Elderly women, especially widows, the oldest old, and physically immobile were more vulnerable to abuse than others. A cross-sectional study conducted in Maharashtra found that most of the elderly individuals, being unemployed, were neglected by family members; they felt loneliness, sadness, and depression. A content analysis of newspaper reports done in India found that physical, verbal, psychological and financial abuse, and neglect were the various types of elder abuse. Older women were found to be predominantly at risk for financial, physical, particularly after the death of spouse and when financially dependent. In my study, it was found that the social activities and interactions of elderly population was generally poor, especially so for the institutionalized group. Majority of the latter seldom interacted with their family members and even preferred not to return to their families. In contrast to the findings from this study, a cross-sectional study done in inmates of OAHs in Gujarat in 2004 reported that 49.2% inmates had good social interaction with family members and 59.8% were visited by family members in the OAHs. Interestingly, desire to go back home was not significantly associated with social interaction with inmates or family members.

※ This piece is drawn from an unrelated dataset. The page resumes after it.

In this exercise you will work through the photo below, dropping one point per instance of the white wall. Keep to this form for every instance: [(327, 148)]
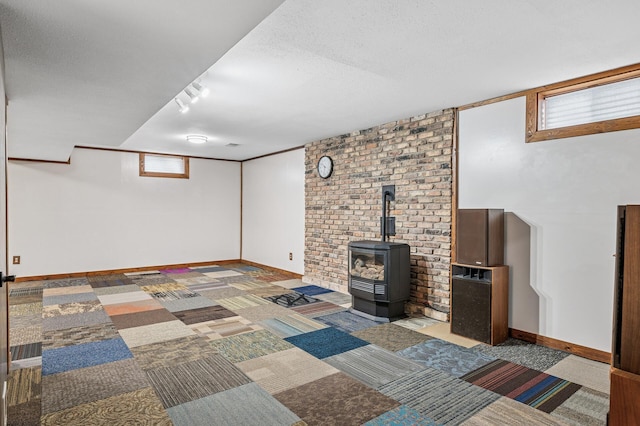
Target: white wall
[(98, 214), (566, 191), (273, 211)]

In an evidence-based commentary, Tiwari gave suggestions to bridge the vast gap between the availability and requirement of Geriatric MH (GMH) services in India by deprofessionalization and decentralization of GMH services and also through workforce and infrastructure development. Caregivers of older people, primarily the family members, were burdened with their own physical and psychological distress. Difficulties in time management, lack of sharing of the responsibility of caregiving by significant others, shrinkage of their own social milieu, and lack of family support systems were the common problems reported by caregivers . A cross-sectional survey done in Pakistan found that the caregivers of dementia patients had a significant decline in MH compared to those of physically disabled ones, but no significant difference was observed in the burden of care between the two groups.

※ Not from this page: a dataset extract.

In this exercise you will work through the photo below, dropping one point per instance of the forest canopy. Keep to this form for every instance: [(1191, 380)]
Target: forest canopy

Mental health issues are prevalent among among elderly, especially in widows and institutionalized population. Loneliness, isolation, financial insecurity and neglect were reported to be frequent. Accessibility and availability of treatment options was found to be low which adds to the caregiver burden. Efforts are to be taken at the community level to increase social interactions among senior citizens. Setting up geriatric units and training medical/paramedical professionals in geriatric care should be made a priority. Enhancement of family support services like palliative care, home-nursing care, DCCs, and respite care centers are urgently required.